The investment test measures how much credit banks extend to community development corporations, and it rewards institutions that purchase mortgage-backed securities and municipal bonds used to fund projects in low-income areas. Examiners will give extra credit if banks fund projects that the private sector was otherwise ignoring, such as new housing for the poor.

No one knows what qualifies under the investment test, said Donald Mullane, executive vice president at BankAmerica Corp. "The mystery is the investment test," he said. "How much is enough, and are we making the right kind of investments? I think we are, and we hope that will be recognized by the examiners."

Ms. Bessant said she is particularly worried about getting credit for loans the bank makes through third-party nonprofit groups, which must record how much of each bank's money goes toward particular loans. "I'm not sure our nonprofit partners are ready for what we need from them," she said.

Stephen M. Cross, deputy comptroller for community and consumer policy at the Office of the Comptroller of the Currency, said bankers have no reason to worry.

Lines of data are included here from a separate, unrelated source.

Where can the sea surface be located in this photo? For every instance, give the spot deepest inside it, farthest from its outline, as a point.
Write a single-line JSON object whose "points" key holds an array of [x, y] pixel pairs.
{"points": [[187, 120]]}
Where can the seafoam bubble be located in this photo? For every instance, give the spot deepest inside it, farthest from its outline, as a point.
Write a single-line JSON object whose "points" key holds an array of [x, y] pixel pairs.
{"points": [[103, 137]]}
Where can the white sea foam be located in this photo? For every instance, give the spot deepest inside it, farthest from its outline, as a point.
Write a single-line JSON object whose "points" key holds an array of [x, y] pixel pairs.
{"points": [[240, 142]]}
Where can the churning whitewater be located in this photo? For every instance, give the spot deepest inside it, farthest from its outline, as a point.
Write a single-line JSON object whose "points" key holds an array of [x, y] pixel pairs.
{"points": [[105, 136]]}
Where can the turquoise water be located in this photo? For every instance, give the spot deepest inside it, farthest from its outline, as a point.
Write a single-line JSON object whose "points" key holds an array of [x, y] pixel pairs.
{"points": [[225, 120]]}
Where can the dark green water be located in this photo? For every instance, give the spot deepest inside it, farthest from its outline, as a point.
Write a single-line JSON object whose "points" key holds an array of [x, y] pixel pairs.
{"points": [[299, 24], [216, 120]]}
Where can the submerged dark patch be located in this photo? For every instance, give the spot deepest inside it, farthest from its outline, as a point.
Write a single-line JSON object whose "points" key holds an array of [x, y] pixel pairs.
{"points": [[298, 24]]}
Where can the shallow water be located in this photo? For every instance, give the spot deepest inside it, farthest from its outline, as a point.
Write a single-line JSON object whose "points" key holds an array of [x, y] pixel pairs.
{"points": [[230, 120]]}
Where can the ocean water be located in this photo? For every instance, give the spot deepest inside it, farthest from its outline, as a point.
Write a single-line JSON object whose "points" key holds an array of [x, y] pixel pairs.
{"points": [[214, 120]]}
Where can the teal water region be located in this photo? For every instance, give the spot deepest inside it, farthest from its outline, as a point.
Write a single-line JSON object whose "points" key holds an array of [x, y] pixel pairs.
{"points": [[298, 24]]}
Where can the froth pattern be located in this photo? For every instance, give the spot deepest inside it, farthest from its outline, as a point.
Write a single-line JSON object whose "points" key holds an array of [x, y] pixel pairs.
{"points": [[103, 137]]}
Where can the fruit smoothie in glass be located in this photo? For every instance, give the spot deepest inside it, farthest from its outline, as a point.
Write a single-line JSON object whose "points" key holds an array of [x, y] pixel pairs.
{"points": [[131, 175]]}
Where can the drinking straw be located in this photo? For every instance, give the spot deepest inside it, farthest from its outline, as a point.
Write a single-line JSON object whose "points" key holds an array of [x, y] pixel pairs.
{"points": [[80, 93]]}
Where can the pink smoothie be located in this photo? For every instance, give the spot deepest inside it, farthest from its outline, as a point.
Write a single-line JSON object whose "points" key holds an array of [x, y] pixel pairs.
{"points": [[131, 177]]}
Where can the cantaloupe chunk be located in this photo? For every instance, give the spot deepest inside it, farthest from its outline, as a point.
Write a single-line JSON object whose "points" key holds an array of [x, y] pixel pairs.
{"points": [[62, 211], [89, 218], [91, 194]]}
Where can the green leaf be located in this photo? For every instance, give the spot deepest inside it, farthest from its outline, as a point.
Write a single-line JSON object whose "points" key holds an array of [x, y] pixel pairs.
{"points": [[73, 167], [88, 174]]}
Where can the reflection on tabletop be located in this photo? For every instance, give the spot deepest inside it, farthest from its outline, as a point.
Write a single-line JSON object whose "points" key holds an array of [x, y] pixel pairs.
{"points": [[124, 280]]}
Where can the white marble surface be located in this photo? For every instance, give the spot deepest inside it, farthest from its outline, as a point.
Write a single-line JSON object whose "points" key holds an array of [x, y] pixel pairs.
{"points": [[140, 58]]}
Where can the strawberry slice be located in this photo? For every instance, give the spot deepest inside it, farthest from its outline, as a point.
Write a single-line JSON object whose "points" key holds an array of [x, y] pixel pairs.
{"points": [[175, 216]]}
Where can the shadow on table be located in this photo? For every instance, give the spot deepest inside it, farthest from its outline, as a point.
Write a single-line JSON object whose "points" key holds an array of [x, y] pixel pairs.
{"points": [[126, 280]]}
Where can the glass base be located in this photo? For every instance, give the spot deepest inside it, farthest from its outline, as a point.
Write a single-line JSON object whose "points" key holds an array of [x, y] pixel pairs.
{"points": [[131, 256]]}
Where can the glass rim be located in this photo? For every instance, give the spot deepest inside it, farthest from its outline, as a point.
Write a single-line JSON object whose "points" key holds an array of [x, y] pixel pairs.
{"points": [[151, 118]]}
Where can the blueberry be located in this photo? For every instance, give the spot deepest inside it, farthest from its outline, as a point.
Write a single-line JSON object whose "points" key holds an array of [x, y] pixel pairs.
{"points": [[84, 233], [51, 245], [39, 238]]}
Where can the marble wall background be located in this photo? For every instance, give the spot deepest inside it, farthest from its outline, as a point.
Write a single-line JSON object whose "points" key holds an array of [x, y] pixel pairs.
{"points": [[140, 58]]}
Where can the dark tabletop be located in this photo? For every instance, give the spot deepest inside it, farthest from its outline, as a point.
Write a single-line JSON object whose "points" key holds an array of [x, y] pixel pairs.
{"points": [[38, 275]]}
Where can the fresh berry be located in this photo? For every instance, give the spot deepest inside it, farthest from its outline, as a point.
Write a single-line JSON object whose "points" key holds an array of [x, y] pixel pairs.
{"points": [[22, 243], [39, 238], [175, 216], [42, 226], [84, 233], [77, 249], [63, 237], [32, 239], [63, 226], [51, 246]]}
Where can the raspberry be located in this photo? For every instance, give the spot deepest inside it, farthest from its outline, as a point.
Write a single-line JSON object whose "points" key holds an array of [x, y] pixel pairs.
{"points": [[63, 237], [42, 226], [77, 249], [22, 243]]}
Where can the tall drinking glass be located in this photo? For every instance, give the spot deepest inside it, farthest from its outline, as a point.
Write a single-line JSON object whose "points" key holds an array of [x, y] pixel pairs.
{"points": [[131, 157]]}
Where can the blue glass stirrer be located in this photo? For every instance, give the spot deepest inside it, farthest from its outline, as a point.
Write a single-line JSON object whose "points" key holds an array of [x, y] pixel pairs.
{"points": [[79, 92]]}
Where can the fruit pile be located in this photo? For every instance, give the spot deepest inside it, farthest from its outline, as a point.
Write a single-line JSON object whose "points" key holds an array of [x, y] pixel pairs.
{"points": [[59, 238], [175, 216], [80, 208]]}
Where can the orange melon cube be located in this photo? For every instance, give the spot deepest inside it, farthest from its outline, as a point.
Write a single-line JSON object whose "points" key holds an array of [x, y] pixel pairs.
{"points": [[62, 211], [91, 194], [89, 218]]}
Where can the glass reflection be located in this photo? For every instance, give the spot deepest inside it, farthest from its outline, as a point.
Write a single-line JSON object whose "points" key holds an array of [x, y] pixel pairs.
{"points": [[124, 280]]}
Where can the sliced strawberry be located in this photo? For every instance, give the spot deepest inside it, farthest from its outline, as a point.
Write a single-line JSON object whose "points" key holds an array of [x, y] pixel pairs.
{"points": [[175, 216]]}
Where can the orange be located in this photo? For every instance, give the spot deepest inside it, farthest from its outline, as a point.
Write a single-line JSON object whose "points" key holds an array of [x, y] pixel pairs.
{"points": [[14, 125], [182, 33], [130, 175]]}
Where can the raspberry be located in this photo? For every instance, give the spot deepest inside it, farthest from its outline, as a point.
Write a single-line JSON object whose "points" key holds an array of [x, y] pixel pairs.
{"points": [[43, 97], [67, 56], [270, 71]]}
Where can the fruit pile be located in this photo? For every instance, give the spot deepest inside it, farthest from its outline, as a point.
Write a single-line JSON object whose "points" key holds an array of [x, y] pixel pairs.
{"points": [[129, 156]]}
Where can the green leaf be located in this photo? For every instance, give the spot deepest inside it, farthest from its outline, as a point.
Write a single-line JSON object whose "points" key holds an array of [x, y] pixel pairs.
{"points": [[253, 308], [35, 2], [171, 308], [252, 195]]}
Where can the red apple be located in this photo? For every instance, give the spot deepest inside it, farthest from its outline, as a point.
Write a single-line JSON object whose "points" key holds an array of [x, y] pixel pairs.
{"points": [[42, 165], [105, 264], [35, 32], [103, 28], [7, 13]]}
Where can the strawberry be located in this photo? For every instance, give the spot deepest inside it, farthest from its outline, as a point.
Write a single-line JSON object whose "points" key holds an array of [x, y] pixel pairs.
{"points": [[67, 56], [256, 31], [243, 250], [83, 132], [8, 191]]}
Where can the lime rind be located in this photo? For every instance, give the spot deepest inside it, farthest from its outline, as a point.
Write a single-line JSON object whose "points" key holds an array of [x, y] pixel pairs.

"All that will happen is we will emphasize lending records more and processes less," he said. "The preponderance of banks that have really stepped up to the plate during the last five years and developed substantially improved lending records will come out looking even better."

Mr. Cross said examiners have received extensive training, and senior officials in Washington will review all exam reports for at least three months to ensure everyone is treated fairly.

"Examiners are in the same boat as bankers," he said. "Some are a bit anxious because they have not done one of these exams. But they are ready."

More than 95% of banks now hold at least a satisfactory CRA grade. Mr. Cross said it is too early to tell if the new test will result in lower scores.